All the removals are BREAKING.

Config

  • Global configuration mechanism. Only the object passed to create_session()’s config parameter will be used.

  • cache_cloud_files config parameter.

  • accent_color and frame_color branding parameters.

Data loading

  • Watching CSV and Parquet files. This removes the watch parameter of load_*() and read_*() methods. The Watch local files how-to shows an alternative.

  • Sampling of data loading operations. This removes the session.Session.load_all_data() method and the sampling_mode parameter of config.create_config() as well as methods such as session.Session.read_csv() and session.Session.read_parquet().

    The recommended alternative for projects loading large amount of data into their session is to:

    1. Extract a smaller and meaningful dataset and work with it when iterating on the declaration of the data model.

    2. Perform the large data loading operations after the tables and cubes of the sessions have reached their final structures.

  • truncate parameter of table.Table’s loading methods. The same behavior can be replicated by calling table.Table.drop() first.

    - store.load_pandas(df, truncate=True)
    + with session.start_transaction():
    +     table.drop()
    +     table.load_pandas(df)
    
  • in_all_scenarios parameter from all methods of the API.

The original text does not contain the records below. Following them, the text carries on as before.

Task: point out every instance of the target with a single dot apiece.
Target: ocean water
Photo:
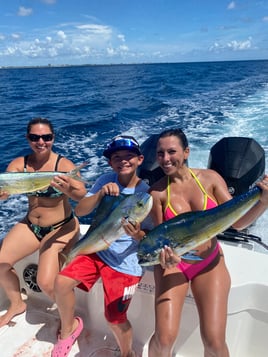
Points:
(88, 105)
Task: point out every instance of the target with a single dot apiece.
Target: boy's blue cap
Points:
(122, 142)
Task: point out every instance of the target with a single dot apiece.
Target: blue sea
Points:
(88, 105)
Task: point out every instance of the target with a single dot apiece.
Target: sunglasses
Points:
(121, 142)
(35, 137)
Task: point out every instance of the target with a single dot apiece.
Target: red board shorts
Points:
(118, 287)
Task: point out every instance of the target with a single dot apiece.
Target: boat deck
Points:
(34, 331)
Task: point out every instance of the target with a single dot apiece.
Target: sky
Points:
(77, 32)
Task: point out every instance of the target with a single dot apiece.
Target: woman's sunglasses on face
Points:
(35, 137)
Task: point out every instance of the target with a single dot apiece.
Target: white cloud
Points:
(231, 5)
(233, 45)
(49, 1)
(23, 11)
(83, 41)
(15, 36)
(61, 35)
(121, 37)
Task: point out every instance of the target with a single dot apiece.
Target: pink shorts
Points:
(118, 287)
(190, 271)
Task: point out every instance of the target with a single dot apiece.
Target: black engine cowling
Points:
(240, 161)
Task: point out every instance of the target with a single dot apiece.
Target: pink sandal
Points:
(63, 346)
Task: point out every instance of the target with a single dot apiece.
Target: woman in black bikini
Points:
(49, 226)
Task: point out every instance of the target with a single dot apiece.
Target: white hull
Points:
(247, 331)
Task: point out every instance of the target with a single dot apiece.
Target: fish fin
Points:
(74, 173)
(191, 256)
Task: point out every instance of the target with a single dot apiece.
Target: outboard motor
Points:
(240, 161)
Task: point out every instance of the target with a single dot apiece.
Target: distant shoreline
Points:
(119, 64)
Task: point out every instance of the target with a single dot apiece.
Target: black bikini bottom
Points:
(40, 232)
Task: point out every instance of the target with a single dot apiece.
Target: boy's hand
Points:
(132, 229)
(168, 259)
(111, 189)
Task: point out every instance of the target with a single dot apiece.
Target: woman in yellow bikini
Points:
(182, 190)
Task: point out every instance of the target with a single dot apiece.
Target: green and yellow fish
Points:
(107, 223)
(187, 231)
(26, 182)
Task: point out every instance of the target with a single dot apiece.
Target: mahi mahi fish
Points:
(26, 182)
(107, 223)
(186, 231)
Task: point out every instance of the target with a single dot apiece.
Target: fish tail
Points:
(64, 259)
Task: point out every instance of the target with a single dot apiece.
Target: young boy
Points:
(117, 266)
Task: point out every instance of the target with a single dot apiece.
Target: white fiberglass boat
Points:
(33, 333)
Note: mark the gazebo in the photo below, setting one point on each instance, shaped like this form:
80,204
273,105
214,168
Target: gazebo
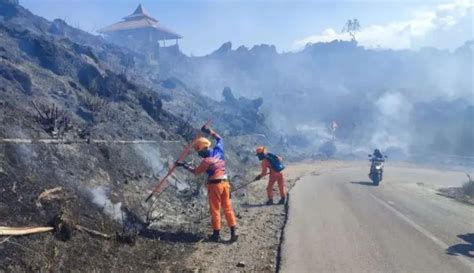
139,31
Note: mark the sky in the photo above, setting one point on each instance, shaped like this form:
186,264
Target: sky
289,25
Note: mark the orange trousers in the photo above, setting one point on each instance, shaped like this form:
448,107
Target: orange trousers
276,177
219,195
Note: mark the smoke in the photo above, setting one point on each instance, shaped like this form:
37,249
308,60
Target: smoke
151,156
393,111
99,197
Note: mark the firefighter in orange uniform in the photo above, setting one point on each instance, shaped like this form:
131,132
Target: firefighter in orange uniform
274,164
218,186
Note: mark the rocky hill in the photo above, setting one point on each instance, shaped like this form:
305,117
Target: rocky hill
86,130
374,95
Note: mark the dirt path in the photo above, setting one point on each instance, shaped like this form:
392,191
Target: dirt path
260,229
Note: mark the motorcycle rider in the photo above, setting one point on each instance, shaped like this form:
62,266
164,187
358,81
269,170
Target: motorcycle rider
376,156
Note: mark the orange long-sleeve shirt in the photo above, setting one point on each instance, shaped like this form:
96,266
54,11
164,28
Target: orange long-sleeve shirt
267,167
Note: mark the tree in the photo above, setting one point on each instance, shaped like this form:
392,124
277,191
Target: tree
351,27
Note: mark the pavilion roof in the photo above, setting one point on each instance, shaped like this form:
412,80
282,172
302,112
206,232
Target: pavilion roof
140,19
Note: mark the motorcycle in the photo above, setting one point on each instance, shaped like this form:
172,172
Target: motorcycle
376,169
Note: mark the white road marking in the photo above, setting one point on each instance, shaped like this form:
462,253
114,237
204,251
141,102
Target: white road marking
422,230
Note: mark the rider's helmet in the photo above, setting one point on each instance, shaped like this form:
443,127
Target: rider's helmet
377,153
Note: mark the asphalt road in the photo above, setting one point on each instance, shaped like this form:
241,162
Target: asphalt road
339,222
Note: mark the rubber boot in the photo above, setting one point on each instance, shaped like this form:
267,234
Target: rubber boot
215,236
233,235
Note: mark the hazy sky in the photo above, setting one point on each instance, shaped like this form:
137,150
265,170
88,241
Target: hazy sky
288,25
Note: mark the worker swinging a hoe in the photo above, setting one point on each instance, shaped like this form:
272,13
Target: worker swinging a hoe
274,163
213,164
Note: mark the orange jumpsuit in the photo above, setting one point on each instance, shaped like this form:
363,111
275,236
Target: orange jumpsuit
218,193
273,177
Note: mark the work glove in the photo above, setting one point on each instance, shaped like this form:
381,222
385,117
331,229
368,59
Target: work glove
206,130
180,164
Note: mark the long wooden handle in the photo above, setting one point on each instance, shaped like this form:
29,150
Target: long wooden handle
16,231
181,157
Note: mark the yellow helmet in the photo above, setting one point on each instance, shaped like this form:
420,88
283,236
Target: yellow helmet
201,144
261,150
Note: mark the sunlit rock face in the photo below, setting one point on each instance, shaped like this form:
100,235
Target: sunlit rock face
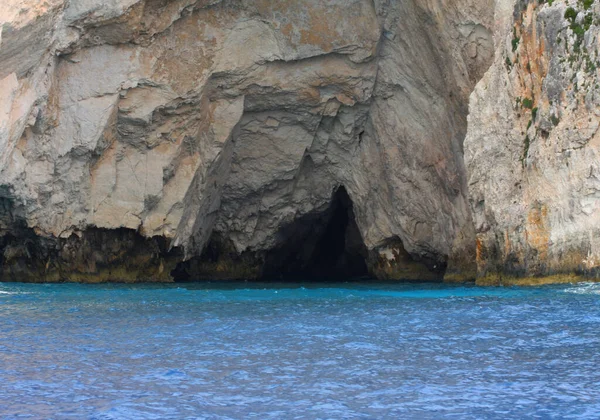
153,132
533,146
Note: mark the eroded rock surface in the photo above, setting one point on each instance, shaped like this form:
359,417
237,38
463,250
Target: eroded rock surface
533,145
220,132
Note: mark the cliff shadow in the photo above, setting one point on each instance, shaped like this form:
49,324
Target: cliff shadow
320,246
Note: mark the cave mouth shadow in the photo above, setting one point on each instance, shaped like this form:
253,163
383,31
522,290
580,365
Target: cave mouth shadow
320,247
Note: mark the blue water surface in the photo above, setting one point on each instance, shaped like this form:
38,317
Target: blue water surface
282,351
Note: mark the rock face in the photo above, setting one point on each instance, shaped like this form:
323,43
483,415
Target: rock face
533,145
161,139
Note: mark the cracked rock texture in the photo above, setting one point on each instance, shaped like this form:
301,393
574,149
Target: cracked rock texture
139,134
533,146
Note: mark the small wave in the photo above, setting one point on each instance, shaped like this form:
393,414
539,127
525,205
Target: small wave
585,289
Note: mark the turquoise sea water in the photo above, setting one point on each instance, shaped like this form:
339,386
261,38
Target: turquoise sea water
281,351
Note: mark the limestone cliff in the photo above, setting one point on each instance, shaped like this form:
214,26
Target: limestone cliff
533,145
153,139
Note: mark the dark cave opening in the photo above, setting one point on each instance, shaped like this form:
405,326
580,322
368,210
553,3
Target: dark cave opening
320,247
317,247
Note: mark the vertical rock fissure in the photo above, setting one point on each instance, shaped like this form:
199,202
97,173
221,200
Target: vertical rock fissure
324,247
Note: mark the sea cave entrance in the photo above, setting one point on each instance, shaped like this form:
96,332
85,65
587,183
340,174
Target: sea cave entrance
320,247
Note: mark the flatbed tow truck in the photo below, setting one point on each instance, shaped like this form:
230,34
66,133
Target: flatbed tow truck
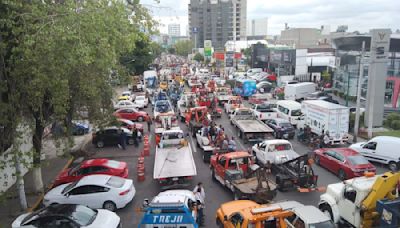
174,165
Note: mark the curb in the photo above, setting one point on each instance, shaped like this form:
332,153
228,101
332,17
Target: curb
50,186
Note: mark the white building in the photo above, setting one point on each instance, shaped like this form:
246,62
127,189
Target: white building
257,27
174,29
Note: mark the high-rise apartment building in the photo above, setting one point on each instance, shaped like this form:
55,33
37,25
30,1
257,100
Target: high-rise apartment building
257,27
217,20
174,29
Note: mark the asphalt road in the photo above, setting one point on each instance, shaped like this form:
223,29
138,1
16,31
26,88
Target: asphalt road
215,193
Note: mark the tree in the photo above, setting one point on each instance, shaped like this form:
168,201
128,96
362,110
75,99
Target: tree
198,57
60,61
183,47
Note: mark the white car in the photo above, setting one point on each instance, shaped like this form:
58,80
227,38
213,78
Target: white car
94,191
68,215
126,104
141,101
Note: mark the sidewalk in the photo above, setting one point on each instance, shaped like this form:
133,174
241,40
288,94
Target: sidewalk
51,166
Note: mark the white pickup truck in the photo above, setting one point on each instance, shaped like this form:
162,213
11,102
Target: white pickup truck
264,112
276,151
174,165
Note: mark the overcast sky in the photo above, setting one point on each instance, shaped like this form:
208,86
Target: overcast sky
360,15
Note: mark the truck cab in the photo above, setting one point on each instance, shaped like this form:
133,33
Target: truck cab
233,103
276,151
169,209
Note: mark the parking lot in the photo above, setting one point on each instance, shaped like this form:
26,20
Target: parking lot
216,194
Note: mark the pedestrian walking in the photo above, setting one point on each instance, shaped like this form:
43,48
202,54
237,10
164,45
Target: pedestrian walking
149,122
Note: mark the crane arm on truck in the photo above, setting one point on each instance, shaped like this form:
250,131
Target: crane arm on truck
384,188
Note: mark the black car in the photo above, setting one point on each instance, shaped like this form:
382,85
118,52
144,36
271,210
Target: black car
282,128
111,137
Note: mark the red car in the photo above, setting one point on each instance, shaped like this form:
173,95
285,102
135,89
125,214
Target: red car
131,114
344,162
130,125
93,166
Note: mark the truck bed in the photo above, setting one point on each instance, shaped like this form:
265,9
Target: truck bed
174,162
252,126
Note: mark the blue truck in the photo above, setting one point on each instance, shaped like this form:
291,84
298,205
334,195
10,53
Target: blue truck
172,208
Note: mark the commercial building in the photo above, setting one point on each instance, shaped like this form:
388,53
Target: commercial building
346,76
257,27
217,20
174,29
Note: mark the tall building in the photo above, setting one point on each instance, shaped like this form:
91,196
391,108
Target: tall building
217,20
174,29
257,27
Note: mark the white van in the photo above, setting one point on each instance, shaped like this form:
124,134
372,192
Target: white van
382,149
289,110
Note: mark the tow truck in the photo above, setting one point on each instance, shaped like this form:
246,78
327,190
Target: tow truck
172,208
196,118
354,202
297,174
246,180
248,127
233,103
174,165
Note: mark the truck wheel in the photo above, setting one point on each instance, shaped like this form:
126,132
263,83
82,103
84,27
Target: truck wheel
393,166
341,174
327,210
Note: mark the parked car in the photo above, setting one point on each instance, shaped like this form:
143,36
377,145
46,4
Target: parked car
131,114
130,125
141,101
95,191
68,215
282,128
382,149
346,163
92,166
111,137
126,104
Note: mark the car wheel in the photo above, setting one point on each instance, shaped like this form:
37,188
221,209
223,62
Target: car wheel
341,174
109,205
327,210
131,141
393,166
317,160
100,144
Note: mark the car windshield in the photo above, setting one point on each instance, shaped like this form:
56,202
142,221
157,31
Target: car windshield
296,112
116,182
82,215
69,187
326,224
357,160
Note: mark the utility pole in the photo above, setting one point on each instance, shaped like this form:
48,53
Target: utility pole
360,80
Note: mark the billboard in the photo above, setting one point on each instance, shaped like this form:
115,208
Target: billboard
207,48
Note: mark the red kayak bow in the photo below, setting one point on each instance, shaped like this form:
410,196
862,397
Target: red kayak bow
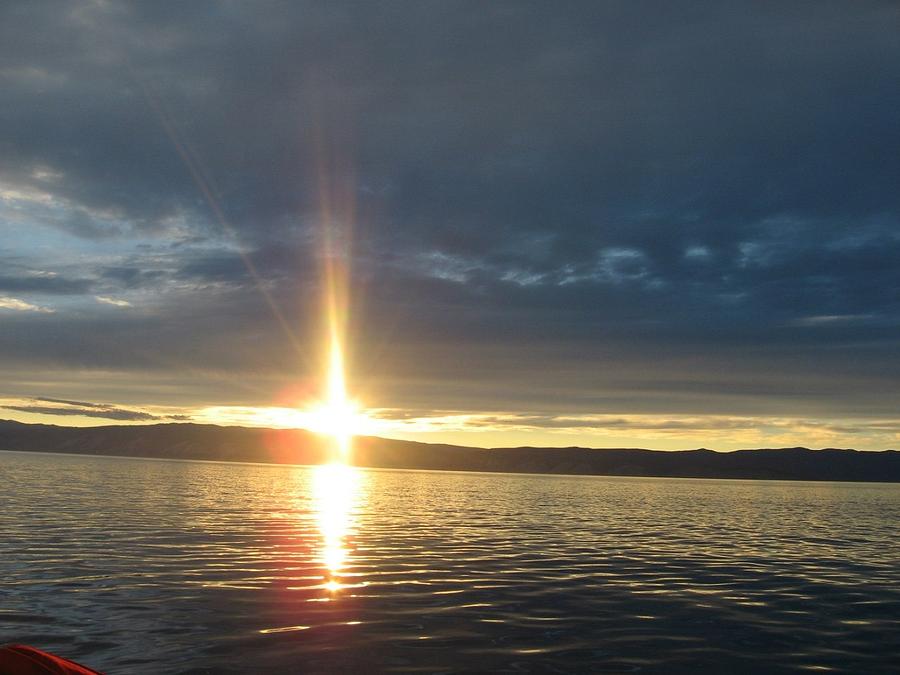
25,660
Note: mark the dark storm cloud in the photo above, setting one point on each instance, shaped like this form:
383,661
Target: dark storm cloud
85,409
671,198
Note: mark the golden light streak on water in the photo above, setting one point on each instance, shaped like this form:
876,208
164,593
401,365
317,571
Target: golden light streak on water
335,490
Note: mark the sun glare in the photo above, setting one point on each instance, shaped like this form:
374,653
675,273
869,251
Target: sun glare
338,417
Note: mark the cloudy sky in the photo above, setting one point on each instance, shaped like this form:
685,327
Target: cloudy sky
600,223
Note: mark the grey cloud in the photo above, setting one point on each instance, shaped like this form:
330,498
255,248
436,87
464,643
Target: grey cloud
525,179
87,409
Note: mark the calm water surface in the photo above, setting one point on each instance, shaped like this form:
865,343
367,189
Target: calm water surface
142,566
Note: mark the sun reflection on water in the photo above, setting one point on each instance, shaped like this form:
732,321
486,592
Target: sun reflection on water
336,491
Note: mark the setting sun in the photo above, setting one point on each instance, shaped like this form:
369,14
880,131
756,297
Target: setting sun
338,416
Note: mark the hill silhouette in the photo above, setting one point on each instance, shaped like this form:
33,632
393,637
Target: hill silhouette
297,446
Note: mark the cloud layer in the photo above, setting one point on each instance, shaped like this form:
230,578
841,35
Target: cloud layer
601,208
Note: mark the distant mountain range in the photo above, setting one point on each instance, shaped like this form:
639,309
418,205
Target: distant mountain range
297,446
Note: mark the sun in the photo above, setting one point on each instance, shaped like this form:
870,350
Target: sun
338,416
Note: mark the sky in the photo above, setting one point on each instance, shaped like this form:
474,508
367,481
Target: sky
608,224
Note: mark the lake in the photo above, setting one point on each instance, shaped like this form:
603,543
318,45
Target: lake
146,566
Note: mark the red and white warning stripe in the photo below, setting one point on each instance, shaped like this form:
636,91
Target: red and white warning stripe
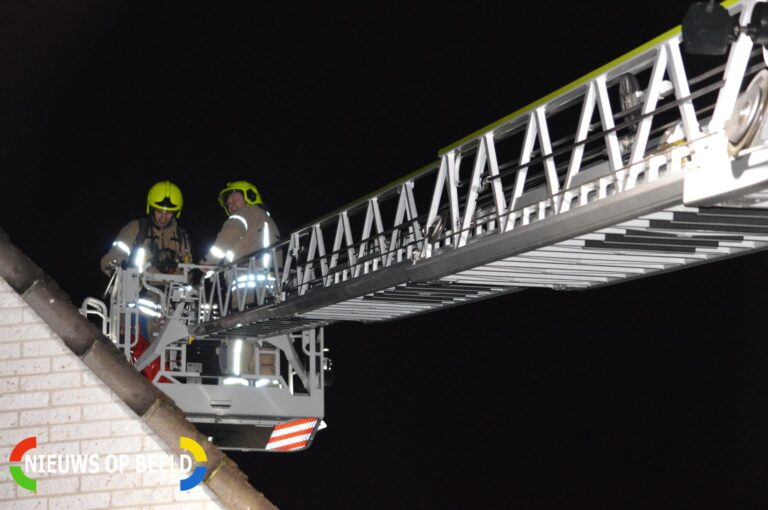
292,435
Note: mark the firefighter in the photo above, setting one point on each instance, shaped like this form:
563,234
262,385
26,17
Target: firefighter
249,227
156,242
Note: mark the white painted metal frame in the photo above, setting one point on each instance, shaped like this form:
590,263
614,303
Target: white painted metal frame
498,197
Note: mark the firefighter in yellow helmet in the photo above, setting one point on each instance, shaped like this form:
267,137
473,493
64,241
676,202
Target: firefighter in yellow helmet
249,227
156,242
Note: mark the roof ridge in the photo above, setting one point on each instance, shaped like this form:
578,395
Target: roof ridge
99,354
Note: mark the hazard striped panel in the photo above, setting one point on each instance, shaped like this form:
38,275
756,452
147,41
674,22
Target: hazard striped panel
292,435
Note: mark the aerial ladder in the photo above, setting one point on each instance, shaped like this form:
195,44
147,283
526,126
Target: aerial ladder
652,163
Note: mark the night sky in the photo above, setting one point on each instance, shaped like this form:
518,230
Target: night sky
647,394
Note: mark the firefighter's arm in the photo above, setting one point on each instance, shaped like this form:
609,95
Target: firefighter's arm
221,250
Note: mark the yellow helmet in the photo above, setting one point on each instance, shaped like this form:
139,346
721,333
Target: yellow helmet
165,196
249,191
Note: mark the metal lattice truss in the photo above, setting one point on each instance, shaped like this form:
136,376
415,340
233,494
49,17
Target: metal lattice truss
599,182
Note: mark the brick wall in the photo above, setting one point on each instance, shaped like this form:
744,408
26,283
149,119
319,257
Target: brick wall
47,392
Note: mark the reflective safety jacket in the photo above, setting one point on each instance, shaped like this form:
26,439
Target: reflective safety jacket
246,231
141,242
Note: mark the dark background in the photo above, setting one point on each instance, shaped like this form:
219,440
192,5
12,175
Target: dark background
648,394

  • store.StoreScenarios.load_csv().

      base_directory = Path("path/to/base/directory")
    - store.scenarios.load_csv(base_directory)
    + for scenario_path in base_directory.iterdir():
    +     if scenario_path.is_dir():
    +         table.scenarios[scenario_path.name].load_csv(f"str(scenario_path.resolve())/**.csv")
    

    This can be combined with the Watch local files how-to to generate new scenarios in real-time.

Simulations

  • Measure simulations and Source simulation editors in the app.

  • table.Table’s source_simulation_enabled property since it was only used by the Source simulation editor.

Other

  • session.Session.url and session.Session.excel_url, dropping the need for config.create_config()’s url_pattern parameter (#260).

    There is no reliable way for the session to know if it is exposed through a reverse proxy, a load balancer, a Docker container, or anything else that would make the public URL used to access the session and the hostname/IP of the machine hosting the session different. In these situations, url_pattern had to be defined to prevent session.Session.url and session.Session.excel_url from being unusable. However, it is simpler to build the session URL directly from the known network setup and session.Session.port than using url_pattern.

    • In JupyterLab, session.Session.link() can be used instead, even when Jupyter Server is not running locally.

    • For a session running locally, session.Session.url can be replaced with f"http://localhost:{session.port}".

    • The Connect with Excel guide shows how to connect Excel without session.Session.excel_url.

  • hierarchy.Hierarchy.name can no longer be changed to rename the hierarchy, see Hierarchies for information on renaming hierarchies.

  • table.Table.shape.

    - table.shape
    + {"columns": len(table.columns), "rows": len(table)}
    
  • Support for Python 3.7.0. Python versions >= 3.7.1 are supported.

  • Following deprecated functions and methods:

    • agg._single_value().

    • agg._stop().

    • config.create_role(), config.create_basic_user(), and config.create_kerberos_user(). Use session.Session.security instead.

    • Session.logs_tail().

      - lines = session.logs_tail(n=10)
      + with open(session.logs_path) as logs:
      +   lines = logs.readlines()[-10:]
      

Fixed

  • Measure names including , are rejected instead of silently renamed (#271).

  • Measures combining scope.cumulative() and shift() (#295).

  • value() when no name was specified for the created measure (#281 and #287).

  • Handling of glob patterns containing parentheses (#285).

  • hierarchized_columns of joined tables not taken into account (#303).

  • Handling of multiline strings in dataframes passed to session.Session.read_pandas() and table.Table.load_pandas() (#186).

  • Handling of null arrays when aggregating table columns.

  • Errors occurring inside transactions leaving the session in an unstable state.